Their approach stands in contrast to investors who buy distressed Hawaiian properties purely for resale value, sometimes pushing longtime local families out of neighborhoods in the process. The Kalamas have positioned their business specifically around keeping that wealth and opportunity within the local community rather than extracting it.

Podcast and Education Platform

The couple co-owns and co-founded Deals & Aloha, a real estate meetup and educational platform. Through the podcast, they share insights on real estate investing, entrepreneurship, and the personal growth that shaped their journey, extending their impact beyond television into education.

The podcast format allows them to go deeper into topics the show cannot fully explore, including specific deal structures, financing strategies, and the emotional and relational challenges of running a business as a married couple. It has become a secondary platform for building their brand among aspiring investors, particularly those drawn to Hawaii’s unique market conditions.
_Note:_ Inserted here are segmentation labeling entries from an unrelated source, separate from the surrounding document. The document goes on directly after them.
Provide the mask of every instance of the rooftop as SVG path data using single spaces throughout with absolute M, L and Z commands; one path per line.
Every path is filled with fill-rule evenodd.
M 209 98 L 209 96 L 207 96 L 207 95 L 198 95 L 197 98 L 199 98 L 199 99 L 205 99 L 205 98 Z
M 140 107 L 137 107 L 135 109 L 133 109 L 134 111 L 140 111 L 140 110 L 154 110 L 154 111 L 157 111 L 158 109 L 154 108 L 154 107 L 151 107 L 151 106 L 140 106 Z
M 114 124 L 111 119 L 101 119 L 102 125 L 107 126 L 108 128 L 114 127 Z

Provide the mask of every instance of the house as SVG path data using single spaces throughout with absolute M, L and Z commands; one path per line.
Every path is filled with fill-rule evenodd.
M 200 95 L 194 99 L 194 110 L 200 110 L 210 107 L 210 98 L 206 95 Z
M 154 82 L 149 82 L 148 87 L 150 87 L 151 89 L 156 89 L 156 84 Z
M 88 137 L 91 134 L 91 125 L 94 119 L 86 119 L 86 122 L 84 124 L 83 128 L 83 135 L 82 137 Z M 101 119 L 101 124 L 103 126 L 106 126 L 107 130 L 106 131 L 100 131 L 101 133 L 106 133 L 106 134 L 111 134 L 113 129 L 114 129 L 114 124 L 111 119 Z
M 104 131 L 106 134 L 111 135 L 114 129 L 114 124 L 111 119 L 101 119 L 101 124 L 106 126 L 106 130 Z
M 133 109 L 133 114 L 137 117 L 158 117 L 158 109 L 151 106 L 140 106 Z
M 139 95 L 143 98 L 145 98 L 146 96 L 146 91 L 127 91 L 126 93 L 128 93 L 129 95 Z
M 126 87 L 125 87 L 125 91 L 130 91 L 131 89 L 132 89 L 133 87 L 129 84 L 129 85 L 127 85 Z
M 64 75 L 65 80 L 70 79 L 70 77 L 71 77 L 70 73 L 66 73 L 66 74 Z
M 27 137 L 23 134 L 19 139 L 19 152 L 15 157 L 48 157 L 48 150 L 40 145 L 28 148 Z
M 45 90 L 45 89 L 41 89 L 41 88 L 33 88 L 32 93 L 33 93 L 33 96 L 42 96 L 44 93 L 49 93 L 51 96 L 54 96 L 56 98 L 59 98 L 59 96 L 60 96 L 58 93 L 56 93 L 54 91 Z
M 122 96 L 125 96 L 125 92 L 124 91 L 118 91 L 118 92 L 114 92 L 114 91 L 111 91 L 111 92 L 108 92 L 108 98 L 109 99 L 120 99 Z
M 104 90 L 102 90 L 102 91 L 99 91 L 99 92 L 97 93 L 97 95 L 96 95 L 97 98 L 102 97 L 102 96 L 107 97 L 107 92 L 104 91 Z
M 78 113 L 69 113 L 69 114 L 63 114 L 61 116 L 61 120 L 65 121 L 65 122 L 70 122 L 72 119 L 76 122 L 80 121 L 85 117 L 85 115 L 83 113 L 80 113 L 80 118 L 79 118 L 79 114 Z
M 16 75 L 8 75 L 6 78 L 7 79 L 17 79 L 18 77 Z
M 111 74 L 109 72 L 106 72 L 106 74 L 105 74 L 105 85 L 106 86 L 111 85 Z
Challenges and Public Discussions

Tristyn and Kamohai have been notably transparent about the difficulties behind their success. Rather than presenting a polished, conflict-free image, they have openly discussed:

  • Financial setbacks, including their costly first flip
  • Kamohai’s history with addiction and recovery
  • The high cost and difficulty of doing business in Hawaii’s expensive real estate market
  • The emotional weight of competition shows, including their loss on Rock the Block
  • The logistical challenges of renovating in a remote island market, where materials, permits, and weather can complicate timelines significantly

This openness has made them more relatable to audiences than many polished HGTV personalities, reinforcing their authenticity rather than damaging their public image. Their willingness to revisit Kamohai’s recovery story publicly, rather than treating it as a private matter, has also positioned them as a source of hope for viewers facing similar struggles.

Lifestyle and Personality

Tristyn’s lifestyle blends modern entrepreneurship with deep respect for Hawaiian tradition. She is known for:

  • A warm, approachable personality on and off camera
  • Strong work ethic balanced with genuine community focus
  • Commitment to cultural preservation through every renovation project
  • Prioritizing family involvement in both business and daily life
  • A grounded, low-drama demeanor that contrasts with more theatrical renovation personalities

Her counseling background appears to inform her on-screen presence as well. She is frequently described as empathetic when interacting with the families whose homes she helps transform, treating each renovation as a personal milestone for that family rather than simply a business transaction.

Frequently Asked Questions

Q. How old is Tristyn Kalama? 

A. She was born on May 17, 1990, making her in her mid-30s as of 2026.

Q. What is Tristyn Kalama’s net worth?

A.  Estimates place her net worth between $1 million and $3 million.

Q. Who is Tristyn Kalama’s husband? 

A. She is married to Kamohai Kalama, her real estate partner and HGTV co-host.

Q. Does Tristyn Kalama have children? 

A. Yes, she has two children, daughter Yasiel and son Vale.

Q. What was Tristyn’s career before HGTV?

A.  She worked as a licensed mental health counselor before transitioning to real estate.

Q. What is the name of Tristyn’s podcast? 

A. She co-hosts the real estate podcast Deals & Aloha with her husband.

Q. Where do Tristyn and Kamohai Kalama live? 

A. They live in Kailua, located in Honolulu County, Hawaii.

Conclusion

Tristyn Kalama’s journey from licensed counselor to HGTV star reflects more than a simple career change. It shows what happens when financial necessity meets genuine purpose. Her story, built on family, transparency, and respect for Hawaiian culture, has resonated with audiences far beyond typical renovation television. From a costly first flip to a multi-season HGTV series and a thriving rental portfolio, Tristyn and Kamohai have built something that feels rooted rather than rushed. As Renovation Aloha continues growing into new seasons, Tristyn remains anchored in the same values that started her journey: helping people, strengthening community, and building something lasting for her family on the island she calls home.